Dean Rich Lyons has been honored by The Consortium for the Graduate Study in Management for his commitment to advancing opportunity and access to higher education for underrepresented minorities.
The annual Sterling H. Schoen Achievement Award, created in 2001 in honor of Consortium founder Sterling H. Schoen, a professor at Washington University, was presented at a reception held yesterday in Orlando, Florida.
The award acknowledges Lyons’ leadership in working with The Consortium, an alliance of top U.S. business schools and corporations aimed at fostering diversity among graduate business students and corporate leaders.
“We are so appreciative of The Consortium as a partner in helping us to create a more diverse student body and mindset at Haas,” Lyons said. “There are a great many people at Haas who have helped in our work with The Consortium and deserve to share in this award—especially our students, who have gone beyond themselves in taking on leadership roles that have had profound impact on our community.”
Lyons led Berkeley Haas to rejoin the consortium in 2010 after a seven-year hiatus following the passage of California Proposition 209, which prohibits public institutions from engaging in affirmative action programs.

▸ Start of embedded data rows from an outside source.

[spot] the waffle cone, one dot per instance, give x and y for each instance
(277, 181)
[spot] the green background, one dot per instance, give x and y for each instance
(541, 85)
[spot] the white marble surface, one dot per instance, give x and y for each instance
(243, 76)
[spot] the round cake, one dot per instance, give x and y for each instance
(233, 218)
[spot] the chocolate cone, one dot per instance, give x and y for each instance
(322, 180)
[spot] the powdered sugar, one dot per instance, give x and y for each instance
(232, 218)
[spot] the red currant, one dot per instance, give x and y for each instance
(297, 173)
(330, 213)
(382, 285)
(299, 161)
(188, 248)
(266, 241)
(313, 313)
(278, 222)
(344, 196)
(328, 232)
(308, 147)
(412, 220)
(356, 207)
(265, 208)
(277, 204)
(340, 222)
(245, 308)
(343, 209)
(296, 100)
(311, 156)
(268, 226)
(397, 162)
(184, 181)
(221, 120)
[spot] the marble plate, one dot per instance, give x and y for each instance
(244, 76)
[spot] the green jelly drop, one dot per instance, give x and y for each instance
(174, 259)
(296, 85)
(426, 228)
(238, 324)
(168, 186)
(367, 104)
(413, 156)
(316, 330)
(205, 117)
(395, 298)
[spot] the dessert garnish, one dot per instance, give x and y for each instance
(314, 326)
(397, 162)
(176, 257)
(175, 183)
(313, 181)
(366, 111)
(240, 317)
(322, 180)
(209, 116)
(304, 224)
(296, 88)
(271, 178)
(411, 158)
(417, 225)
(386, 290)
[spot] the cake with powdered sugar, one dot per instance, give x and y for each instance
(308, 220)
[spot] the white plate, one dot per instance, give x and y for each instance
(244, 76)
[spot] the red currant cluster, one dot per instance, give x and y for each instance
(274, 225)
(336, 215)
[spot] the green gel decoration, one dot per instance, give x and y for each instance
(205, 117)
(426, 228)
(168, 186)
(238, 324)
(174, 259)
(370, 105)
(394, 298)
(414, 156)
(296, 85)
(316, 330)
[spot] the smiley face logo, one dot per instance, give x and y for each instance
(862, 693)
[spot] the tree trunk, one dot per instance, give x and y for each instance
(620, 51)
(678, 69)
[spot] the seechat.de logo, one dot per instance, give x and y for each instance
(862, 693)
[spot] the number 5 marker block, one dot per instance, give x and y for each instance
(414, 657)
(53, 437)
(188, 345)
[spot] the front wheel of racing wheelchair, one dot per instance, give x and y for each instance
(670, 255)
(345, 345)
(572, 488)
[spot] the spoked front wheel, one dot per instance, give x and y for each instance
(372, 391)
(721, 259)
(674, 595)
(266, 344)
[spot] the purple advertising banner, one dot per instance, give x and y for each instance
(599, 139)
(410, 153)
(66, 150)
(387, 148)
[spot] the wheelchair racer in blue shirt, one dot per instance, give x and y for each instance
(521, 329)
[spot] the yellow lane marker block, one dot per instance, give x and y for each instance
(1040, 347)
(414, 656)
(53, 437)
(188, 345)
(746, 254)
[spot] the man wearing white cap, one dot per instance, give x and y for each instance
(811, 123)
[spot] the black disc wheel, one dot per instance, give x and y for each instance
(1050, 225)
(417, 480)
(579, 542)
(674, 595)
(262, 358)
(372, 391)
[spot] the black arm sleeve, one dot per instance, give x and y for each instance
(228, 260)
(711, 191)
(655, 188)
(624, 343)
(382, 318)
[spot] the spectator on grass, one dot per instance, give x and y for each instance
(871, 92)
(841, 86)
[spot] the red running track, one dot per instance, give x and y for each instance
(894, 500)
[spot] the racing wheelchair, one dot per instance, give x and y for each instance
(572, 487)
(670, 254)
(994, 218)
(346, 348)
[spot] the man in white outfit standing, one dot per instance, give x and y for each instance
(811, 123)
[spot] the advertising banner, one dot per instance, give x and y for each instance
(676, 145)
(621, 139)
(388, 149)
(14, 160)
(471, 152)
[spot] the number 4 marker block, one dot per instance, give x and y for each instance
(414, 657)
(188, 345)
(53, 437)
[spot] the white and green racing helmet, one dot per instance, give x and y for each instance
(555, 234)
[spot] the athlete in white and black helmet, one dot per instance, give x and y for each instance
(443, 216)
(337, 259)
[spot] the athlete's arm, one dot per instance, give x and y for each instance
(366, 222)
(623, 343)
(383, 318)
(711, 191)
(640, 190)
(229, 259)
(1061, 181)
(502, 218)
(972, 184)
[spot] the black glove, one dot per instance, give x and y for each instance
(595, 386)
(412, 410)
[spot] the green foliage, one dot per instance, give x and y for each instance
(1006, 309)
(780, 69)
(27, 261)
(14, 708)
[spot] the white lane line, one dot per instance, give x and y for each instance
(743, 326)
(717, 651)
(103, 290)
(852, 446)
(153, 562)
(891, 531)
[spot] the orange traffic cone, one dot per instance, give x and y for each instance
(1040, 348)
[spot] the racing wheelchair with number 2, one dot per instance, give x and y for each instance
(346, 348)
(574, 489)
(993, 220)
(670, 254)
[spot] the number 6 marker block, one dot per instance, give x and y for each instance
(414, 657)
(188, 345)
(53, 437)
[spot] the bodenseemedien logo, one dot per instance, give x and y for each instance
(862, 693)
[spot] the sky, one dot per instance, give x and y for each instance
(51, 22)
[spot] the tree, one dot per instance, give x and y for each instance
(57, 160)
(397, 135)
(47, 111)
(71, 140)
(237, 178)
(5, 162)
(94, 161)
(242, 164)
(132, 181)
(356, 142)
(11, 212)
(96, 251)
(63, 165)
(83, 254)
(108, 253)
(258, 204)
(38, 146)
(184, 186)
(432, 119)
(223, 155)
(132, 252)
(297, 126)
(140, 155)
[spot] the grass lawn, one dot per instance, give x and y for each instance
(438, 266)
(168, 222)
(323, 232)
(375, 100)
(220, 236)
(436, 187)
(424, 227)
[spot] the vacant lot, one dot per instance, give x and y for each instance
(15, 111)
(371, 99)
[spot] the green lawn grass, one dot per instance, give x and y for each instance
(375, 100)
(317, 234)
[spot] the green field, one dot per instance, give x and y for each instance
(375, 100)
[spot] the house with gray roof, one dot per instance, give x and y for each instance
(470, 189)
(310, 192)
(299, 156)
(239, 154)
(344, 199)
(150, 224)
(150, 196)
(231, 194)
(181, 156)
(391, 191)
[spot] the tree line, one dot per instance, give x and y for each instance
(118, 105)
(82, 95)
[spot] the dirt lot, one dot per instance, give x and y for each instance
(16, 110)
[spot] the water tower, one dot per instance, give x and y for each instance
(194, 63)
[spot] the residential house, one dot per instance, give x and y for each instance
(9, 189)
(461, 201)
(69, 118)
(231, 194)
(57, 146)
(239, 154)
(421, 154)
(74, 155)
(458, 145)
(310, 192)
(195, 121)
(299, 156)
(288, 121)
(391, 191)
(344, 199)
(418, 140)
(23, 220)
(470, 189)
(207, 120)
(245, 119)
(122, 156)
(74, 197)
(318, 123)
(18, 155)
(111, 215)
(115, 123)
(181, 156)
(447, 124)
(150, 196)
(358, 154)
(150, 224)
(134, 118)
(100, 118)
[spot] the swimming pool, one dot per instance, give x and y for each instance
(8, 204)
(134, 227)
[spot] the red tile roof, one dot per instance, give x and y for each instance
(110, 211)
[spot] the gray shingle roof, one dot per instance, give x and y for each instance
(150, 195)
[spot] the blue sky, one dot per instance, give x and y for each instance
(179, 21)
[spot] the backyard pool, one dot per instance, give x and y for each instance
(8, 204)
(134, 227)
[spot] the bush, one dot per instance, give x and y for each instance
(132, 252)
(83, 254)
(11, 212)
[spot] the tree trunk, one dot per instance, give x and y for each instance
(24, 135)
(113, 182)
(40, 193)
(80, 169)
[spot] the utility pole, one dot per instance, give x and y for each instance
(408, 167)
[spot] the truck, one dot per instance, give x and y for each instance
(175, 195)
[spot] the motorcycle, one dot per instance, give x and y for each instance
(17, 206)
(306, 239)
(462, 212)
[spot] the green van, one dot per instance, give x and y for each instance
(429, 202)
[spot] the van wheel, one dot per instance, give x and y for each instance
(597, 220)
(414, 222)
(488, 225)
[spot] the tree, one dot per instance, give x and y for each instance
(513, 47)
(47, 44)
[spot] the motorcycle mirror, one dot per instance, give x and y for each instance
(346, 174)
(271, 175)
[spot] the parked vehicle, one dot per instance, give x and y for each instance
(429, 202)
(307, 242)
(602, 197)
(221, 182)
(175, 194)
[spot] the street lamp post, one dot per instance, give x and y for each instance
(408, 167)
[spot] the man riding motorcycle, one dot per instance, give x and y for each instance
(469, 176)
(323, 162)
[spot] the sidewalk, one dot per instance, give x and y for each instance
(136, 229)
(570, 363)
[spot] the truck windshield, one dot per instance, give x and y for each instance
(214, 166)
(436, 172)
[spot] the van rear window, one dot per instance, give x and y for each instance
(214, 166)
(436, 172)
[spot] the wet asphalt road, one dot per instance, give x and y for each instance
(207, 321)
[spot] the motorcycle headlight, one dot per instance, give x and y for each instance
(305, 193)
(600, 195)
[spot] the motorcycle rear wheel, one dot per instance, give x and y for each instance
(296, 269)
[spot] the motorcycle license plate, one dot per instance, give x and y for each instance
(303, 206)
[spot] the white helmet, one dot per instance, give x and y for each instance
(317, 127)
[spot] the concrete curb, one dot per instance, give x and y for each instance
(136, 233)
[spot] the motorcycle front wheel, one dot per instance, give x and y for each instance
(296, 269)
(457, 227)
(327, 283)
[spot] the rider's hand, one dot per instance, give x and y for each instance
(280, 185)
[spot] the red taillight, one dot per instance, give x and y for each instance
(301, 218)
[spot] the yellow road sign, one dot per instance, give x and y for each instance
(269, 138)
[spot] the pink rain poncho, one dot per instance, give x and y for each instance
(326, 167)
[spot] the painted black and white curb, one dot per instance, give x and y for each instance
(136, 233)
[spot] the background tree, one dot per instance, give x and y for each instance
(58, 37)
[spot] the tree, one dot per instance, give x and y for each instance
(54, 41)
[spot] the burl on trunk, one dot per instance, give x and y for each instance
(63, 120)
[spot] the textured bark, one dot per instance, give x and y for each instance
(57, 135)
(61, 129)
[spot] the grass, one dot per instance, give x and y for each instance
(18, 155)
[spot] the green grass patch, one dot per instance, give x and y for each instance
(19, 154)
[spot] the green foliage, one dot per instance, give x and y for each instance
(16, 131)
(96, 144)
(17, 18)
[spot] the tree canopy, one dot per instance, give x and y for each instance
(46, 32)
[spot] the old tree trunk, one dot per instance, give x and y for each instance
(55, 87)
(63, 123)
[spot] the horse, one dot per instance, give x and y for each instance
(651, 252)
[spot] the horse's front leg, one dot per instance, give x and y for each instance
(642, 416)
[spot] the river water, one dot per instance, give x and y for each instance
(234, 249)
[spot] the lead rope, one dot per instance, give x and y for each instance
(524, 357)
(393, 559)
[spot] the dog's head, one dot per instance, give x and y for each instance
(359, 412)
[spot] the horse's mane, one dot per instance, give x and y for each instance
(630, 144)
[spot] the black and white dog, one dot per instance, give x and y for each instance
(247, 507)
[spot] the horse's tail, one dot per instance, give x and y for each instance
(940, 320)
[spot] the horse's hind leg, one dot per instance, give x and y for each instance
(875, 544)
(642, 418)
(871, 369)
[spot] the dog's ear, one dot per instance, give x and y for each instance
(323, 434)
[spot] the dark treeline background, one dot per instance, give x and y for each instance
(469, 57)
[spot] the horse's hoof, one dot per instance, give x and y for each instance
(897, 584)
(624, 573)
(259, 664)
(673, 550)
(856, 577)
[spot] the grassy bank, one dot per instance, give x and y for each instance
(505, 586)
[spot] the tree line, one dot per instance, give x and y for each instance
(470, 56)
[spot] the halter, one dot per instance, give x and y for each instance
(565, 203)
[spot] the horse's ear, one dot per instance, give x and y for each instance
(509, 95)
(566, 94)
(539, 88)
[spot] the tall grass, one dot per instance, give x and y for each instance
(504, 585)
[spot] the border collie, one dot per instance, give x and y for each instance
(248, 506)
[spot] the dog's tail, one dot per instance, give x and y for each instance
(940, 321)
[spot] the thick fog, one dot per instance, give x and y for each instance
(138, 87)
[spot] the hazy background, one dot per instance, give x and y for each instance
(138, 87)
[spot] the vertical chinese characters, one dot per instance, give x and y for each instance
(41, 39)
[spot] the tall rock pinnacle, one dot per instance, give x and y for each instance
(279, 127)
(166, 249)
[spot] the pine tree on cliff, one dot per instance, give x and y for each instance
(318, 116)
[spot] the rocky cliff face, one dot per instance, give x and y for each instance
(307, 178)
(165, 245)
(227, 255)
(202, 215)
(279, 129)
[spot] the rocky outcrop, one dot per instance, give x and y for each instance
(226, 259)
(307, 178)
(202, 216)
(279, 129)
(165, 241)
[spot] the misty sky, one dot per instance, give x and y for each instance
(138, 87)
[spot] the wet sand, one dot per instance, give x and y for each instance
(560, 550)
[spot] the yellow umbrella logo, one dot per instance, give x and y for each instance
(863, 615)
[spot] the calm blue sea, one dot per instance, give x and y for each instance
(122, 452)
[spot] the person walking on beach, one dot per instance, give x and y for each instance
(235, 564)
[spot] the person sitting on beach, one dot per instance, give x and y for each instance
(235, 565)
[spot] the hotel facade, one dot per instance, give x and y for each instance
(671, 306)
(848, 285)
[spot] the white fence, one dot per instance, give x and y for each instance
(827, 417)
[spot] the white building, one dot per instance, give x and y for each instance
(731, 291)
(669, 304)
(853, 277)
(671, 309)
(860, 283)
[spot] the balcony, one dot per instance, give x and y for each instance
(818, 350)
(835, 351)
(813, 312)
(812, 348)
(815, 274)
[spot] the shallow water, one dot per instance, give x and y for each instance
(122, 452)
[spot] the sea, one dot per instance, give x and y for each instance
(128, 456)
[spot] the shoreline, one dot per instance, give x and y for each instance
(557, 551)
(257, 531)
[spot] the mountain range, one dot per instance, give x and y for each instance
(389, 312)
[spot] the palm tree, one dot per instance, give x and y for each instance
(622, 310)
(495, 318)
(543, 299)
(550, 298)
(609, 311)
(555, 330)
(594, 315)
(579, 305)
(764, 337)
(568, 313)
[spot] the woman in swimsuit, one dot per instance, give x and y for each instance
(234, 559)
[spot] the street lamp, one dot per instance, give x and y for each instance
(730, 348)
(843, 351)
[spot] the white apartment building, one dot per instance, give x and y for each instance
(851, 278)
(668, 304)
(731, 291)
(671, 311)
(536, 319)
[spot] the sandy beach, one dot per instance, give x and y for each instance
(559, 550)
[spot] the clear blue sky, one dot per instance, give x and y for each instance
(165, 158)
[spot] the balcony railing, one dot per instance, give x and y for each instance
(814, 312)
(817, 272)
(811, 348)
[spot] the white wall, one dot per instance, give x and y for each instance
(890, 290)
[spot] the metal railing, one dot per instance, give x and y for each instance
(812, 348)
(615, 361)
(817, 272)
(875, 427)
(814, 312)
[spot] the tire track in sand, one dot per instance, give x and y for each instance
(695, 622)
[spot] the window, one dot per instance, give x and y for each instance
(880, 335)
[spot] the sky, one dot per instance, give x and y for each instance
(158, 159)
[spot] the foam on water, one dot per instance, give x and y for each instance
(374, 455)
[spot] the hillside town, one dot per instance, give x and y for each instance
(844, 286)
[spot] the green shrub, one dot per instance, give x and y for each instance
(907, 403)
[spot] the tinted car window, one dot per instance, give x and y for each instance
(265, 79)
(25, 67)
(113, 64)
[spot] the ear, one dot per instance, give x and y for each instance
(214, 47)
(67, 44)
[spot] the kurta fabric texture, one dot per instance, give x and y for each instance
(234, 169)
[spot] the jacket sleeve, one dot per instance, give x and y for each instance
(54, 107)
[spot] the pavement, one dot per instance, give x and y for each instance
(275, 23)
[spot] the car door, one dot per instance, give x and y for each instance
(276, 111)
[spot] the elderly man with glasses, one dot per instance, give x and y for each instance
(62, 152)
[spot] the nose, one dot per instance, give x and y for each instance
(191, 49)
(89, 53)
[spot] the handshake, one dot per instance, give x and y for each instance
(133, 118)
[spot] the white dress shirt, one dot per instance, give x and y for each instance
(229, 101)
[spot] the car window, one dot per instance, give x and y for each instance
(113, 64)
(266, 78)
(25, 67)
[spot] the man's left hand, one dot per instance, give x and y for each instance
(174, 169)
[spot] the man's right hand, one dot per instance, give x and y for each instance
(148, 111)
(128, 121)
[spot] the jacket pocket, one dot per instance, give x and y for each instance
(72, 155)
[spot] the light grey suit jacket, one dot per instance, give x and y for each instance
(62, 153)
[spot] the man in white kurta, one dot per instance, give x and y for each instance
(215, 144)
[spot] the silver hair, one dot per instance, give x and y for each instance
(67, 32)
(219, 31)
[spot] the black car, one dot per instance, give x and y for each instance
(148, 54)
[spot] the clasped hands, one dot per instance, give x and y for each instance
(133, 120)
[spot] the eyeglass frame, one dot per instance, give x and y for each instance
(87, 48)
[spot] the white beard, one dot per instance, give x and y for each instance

The school had withdrawn from the organization in 2003.
After The Consortium expanded its mission to support students who demonstrate a commitment to advancing diversity and inclusion, regardless of their race or national origin, Lyons worked closely with others at Haas to help bring the school back in.
In the first year after returning to the consortium, applications from underrepresented minorities jumped 44 percent, and the number of underrepresented minority students enrolled has increased.
The school continues to sharpen its commitment to being more representative and inclusive—one very recent example being the stronger diversity statement posted in multiple places on the Haas website.